Thursday, 29 November 2012

Second Clearances?

The Facebook page of the West Harris Trust highlighted an article in the Daily Telegraph of 27 November 2012, on the plight of crofters, threatened with a second clearance. Having read the article, I formulated the following reply.

Interesting debate, indeed. In my opinion, it boils down to what to do about the ’second home’ use of crofts, leaving them unused for much of the year. On balance, I would come out with the Crofters Commission, knowing the history of the crofting movement to a certain extent. The people who went to jail in the 1880s did so to ensure that they and their descendants could work the land, without fear of summary eviction. Particularly in Melness, not far from Strathnaver where hundreds were cruelly driven off their lands in the 1810s, having this right misused rankles.

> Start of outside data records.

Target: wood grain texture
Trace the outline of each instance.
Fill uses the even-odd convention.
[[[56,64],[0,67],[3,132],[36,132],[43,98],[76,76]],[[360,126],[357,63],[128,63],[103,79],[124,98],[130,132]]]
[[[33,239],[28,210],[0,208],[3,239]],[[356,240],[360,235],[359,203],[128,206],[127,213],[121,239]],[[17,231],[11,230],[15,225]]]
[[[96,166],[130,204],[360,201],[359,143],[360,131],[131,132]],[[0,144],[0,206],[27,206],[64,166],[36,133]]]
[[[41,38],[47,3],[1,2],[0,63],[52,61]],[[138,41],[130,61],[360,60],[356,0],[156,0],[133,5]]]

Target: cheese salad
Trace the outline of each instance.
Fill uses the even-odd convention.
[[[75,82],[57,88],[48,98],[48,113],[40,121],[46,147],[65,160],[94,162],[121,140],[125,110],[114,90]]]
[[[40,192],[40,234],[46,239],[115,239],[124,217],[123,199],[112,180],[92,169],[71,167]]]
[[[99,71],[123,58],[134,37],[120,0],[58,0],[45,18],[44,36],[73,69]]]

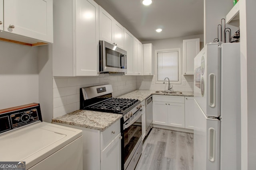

I also posted this comment on the Wall of the The West Harris Trust, where I happen to know plenty of second home lie empty a lot of the year, I would call for a debate to determine which, of the 21st century uses of a croft, is appropriate. Is using only the improvement (house) appropriate or sufficient? People who own a croft, like the person in the Telegraph article, very likely do not realise the responsibilities they take on. It’s not just a house in a pretty area. It’s a way of life. 

What I think is a more serious abuse of the crofting system is feuing off of parcels of land from a croft. The Taynuilt incident (where someone splintered his croft into a dozen feus for house building) was a very bad case of misuse of croftland. In Lewis, where I am based, I have seen many such instances, which can turn a crofting township into a housing estate. Feuing off, in my humble opinion, should be banned.

Monday, 12 November 2012

Lewis War Memorial

Memorial garden, Lewis War Memorial
Twenty-three plaques
More than fiteen hundred names
Standing in a circle
Below a prominent tower

Looking out over the town
Over the Minch
which they all had to cross
but never to return

Looking out over the island
At the villages near and far
From where they flocked
Eagerly but with hidden trepidation

In a circle near the top
their names are remembered
Parish by parish
In each World War

On land, in France or Mesopotamia
Out at sea, in the Atlantic or in the Mediterranean
In the skies over Britain and Europe
or even further from home

But closest to home
Within view of the tower now
The two hundred who drowned
at Holm Point, as 1919 started

Twenty-three plaques
More than fifteen hundred names
Remembered by theirs
Remembered by us all

Tuesday, 6 November 2012


The islanders of Scalpay have today voted to take their island into community ownership, after owner Fred Taylor offered it to them free of charge. The community has also voted to do so under the umbrella of the (adjacent) North Harris Trust.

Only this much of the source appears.